Kavgası olmayanın davası olmaz. Bu tersinden de geçerlidir; davası olanın kavgası olur. Erdoğan, milletin davasını güdüyor ve bunun mücadelesini veriyor. AK Parti üzerinde yoğunlaşan baskının sebebi kavgacı üslubu değil, savunduğu davadır. AK Parti'ye önerilen bu davadan vazgeçilmesi ise, bu da açıkça söylenebilir. "Yok şöyle kavgacı bir dil, böyle itici bir üslup" diyerek, asıl amacı perdelemeye hiç gerek yok. "Erdoğan, AK Parti'yi çok yordu" söylemi bunun ifadesi. Erdoğan'ı ve AK Parti seçmenini yoranların bir kabahati yok; onlar doğru ve haklı, öyle mi? "CHP şöyle değişti, HDP böyle değişti, AK Parti de değişmeli" diyenler ucuz bir siyaset mühendisliği yapıyor; aslında AK Parti'ye "Erdoğan dönemini kapatın" demek istiyorlar. Yoksa kimsenin değişmediğini en iyi onlar görüyor ve biliyorlar.
Tabii sorun burada kişi olarak Erdoğan değil, onun liderlik tarzıdır. Erdoğan'ı övmek veya liderlik tarzını yere göğe sığdıramamak değil amacım. Benim gördüğüm son üç yılda Erdoğan'ı değil, Türkiye'yi yordular. Erdoğan'ın hedef alınmasının sebebi ise Türkiye'yi "millet merkezli" yönetmeye soyunmasından ileri geliyor. Bu liderlik tarzına soyunan her parti başkanının başına da aynı şeyler gelir.
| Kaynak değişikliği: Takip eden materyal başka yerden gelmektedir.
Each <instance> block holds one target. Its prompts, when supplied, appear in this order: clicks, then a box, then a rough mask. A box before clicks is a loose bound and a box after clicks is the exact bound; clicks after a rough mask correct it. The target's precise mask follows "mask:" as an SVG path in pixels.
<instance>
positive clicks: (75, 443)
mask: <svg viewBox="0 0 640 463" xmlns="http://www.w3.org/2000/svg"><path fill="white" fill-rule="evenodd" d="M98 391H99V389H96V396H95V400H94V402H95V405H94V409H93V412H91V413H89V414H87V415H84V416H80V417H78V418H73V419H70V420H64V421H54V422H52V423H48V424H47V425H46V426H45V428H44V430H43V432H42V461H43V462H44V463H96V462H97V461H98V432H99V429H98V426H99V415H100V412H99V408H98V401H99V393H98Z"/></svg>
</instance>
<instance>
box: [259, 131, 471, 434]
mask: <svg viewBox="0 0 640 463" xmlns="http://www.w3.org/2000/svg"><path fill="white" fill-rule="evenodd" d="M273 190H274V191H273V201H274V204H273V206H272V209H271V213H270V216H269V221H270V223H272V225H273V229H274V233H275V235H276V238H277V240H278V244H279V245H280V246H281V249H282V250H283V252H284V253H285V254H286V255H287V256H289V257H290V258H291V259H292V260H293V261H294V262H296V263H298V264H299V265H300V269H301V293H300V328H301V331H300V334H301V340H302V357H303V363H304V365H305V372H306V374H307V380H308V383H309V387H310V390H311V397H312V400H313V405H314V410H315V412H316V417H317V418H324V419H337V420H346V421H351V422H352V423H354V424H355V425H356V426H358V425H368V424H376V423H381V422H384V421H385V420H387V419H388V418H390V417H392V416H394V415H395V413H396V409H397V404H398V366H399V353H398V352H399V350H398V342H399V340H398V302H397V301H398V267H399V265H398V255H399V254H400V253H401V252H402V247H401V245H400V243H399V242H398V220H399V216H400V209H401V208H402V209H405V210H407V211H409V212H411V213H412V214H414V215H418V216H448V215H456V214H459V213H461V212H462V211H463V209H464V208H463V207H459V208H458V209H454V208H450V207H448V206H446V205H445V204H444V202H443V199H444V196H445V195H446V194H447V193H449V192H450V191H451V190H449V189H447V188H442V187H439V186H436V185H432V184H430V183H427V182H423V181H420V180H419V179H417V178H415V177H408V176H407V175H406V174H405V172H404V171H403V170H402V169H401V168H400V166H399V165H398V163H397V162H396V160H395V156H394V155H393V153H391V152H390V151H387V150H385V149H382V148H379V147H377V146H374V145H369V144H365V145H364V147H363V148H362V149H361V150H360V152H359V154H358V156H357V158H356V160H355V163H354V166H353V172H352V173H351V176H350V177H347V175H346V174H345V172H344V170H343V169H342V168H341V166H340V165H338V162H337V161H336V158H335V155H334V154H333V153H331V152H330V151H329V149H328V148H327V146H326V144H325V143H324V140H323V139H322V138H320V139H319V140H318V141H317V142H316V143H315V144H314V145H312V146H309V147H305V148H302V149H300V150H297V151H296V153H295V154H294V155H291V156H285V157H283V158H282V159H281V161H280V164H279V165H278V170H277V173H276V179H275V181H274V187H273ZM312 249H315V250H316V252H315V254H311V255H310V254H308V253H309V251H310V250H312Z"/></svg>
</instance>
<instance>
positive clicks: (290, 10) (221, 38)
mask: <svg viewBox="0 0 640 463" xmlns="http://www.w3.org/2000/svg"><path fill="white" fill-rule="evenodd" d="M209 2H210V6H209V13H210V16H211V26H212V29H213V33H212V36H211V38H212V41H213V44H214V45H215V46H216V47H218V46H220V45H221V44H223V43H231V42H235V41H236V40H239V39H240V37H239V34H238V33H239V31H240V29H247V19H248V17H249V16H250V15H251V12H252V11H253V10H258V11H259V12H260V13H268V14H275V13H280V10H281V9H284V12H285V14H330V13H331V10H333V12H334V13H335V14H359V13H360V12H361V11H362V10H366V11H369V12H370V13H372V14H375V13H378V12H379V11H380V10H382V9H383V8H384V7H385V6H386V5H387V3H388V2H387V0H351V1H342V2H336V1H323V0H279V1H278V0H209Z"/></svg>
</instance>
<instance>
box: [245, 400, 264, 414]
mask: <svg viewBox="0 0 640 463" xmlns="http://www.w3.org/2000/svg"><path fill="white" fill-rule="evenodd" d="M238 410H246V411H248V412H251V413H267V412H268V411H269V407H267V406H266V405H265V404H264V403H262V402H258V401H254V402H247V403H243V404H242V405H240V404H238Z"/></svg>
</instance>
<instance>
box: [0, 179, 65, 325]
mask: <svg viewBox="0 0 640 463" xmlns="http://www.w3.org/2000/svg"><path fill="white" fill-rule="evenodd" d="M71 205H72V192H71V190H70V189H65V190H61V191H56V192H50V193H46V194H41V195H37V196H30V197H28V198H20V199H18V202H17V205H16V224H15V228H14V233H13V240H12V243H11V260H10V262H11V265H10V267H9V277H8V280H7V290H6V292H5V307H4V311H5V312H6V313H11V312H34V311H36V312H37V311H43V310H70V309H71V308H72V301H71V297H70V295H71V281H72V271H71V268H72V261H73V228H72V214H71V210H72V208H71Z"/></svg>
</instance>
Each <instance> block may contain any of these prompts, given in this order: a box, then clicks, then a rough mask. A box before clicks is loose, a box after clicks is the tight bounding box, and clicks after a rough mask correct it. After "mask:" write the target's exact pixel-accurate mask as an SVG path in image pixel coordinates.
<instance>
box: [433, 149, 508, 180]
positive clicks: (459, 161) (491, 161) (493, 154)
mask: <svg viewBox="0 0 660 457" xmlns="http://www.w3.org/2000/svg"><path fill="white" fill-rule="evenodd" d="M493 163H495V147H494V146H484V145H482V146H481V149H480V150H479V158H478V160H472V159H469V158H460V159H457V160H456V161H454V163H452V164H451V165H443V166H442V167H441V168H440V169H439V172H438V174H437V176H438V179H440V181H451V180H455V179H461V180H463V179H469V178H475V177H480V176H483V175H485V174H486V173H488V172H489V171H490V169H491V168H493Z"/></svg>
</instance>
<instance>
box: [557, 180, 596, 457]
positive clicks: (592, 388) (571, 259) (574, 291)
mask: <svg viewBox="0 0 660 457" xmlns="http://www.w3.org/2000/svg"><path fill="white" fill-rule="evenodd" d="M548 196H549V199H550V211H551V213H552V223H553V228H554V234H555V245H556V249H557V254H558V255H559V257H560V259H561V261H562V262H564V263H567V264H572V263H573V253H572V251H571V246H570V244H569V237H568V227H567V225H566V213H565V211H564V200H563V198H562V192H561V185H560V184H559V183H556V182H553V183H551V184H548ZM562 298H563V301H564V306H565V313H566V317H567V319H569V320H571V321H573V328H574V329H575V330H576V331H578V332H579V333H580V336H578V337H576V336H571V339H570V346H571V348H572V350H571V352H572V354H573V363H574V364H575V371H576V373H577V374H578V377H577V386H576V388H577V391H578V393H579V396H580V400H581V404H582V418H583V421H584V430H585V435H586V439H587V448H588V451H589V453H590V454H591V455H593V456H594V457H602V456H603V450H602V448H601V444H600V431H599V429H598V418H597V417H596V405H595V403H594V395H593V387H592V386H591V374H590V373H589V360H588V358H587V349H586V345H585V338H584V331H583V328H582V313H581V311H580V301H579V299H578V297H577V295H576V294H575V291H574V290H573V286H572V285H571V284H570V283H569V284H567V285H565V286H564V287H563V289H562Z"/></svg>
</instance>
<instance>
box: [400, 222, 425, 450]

Bu ülkeyi kim "millet merkezli" yönetmeye kalksa aynı şekilde hedef alınır.
* * *
Başbakan Davutoğlu ile AK Parti'ye kulak mesafesinde durup, etrafa sürekli "Erdoğan'dan vazgeçin, işler yoluna girer, AK Parti yüzde 60 alır" diye fısıldamanın akıllıca bir öneri olmadığı 7 Haziran seçimlerinde ortaya çıktı. Hem AK Parti yüzde 60'ı ne yapacak? Hem uzlaşmadan bahsedip hem de AK Parti yüzde 60 alsın demek tutarlı mı? İçinde bir aldatmaca olduğu açık. Kısacası mantıklı argümanlarla AK Parti'yi tavlamaya çalışıyorlar; oysa bütün önerileri AK Parti'de daha fazla kafa karışıklığına ve bölünmeye yol açıyor. Erdoğan'ın hakkı Erdoğan'a, AK Parti'nin hakkı AK Parti'ye teslim edilmeli.